272,68 EUR Normaltarif + 20 % = 340,85 EUR
zzgl. tatsächlicher Nebenkosten = 450,85 EUR
abzüglich der Teilzahlung der Beklagten verbleiben erstattungsfähige 60,85 EUR
Fall 8 I.
157 EUR (berichtigter) Normaltarif + 20 % = 196,25 EUR
zzgl. tatsächlicher Nebenkosten = 291,25 EUR
abzüglich der Teilzahlung der Beklagten verbleiben erstattungsfähige 91,25 EUR
Fall 9 V.
303,23 EUR Normaltarif + 20 % = 379,04 EUR
zzgl. tatsächlicher Nebenkosten = 429,04 EUR
abzüglich der Teilzahlung der Beklagten verbleiben erstattungsfähige 67,28 EUR
Fall 10 X.
253,52 EUR Normaltarif + 20 % = 316,90 EUR
zzgl. tatsächlicher Nebenkosten = 366,90 EUR
abzüglich der Teilzahlung der Beklagten verbleiben erstattungsfähige 107,06 EUR
Fall 11 R.
99,04 EUR Normaltarif + 20 % = 123,80 EUR
zzgl. tatsächlicher Nebenkosten = 173,80 EUR
abzüglich der Teilzahlung der Beklagten verbleiben erstattungsfähige 98,80 EUR
Fall 12 A.
1.083,43 EUR Normaltarif + 20 % = 1.354,29 EUR
zzgl. tatsächlicher Nebenkosten = 1.886,29 EUR
abzüglich der Teilzahlung der Beklagten verbleiben erstattungsfähige 486,29 EUR
insgesamt 1.329,85 EUR
2.
Die Zinsforderungen sind unter dem Gesichtspunkt des Verzuges begründet gemäß §§
286, 288 Abs. 1 BGB.
Die Kostenentscheidung beruht auf §§ 91 Abs. 1, 92 Abs. 1 ZPO. Die Entscheidung
über die vorläufige Vollstreckbarkeit folgt aus §§ 708 Nr. 10, 713 ZPO.

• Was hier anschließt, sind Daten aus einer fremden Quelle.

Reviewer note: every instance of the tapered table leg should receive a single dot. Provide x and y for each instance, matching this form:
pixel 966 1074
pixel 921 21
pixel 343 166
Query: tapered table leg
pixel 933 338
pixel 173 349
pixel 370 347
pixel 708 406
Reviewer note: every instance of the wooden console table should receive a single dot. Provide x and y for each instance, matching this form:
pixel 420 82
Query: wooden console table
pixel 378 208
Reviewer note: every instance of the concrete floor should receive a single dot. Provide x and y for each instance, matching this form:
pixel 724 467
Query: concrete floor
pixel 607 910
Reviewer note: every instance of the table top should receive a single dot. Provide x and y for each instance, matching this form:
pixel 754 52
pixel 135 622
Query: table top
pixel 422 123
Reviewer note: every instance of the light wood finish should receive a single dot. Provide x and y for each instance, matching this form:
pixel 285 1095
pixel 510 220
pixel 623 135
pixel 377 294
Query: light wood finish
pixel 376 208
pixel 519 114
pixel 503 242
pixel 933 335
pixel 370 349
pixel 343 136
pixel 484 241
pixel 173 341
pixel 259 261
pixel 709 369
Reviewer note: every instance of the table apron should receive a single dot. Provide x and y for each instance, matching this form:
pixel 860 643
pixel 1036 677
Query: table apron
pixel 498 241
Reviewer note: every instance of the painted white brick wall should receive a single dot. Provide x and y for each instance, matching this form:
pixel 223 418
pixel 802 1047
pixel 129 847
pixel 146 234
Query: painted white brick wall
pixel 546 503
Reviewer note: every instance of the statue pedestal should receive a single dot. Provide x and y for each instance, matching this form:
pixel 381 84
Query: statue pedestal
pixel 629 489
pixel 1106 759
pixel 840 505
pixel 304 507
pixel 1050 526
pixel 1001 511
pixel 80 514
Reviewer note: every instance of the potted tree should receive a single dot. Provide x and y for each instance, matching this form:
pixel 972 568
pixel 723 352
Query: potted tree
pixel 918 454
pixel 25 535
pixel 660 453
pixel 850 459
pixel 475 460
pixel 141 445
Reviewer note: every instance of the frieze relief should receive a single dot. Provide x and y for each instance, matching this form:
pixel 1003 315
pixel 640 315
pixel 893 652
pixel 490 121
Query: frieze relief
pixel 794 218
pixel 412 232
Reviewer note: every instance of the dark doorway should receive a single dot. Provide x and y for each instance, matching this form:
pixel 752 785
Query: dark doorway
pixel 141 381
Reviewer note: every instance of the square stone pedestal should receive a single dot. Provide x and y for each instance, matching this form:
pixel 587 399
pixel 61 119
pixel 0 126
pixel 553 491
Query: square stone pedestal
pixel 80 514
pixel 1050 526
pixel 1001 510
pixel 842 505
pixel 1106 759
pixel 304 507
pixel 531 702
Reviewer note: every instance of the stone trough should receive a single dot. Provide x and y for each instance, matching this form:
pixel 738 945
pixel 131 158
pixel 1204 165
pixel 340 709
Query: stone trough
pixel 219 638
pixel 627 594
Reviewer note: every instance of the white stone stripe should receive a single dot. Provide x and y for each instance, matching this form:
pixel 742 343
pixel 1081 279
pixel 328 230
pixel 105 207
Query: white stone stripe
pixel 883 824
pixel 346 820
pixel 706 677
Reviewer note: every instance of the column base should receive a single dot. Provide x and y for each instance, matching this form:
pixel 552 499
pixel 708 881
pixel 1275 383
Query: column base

Die Voraussetzungen für eine Zulassung der Revision nach § 543 Abs. 1 Nr. 1,
Abs. 2 ZPO liegen nicht vor. Es handelt sich um eine Rechtssache, welche durch
die zitierte höchstrichterliche Rechtsprechung eine Klärung erfahren hat und
deren Entscheidungsschwerpunkt im Übrigen im tatrichterlichen Bereich liegt.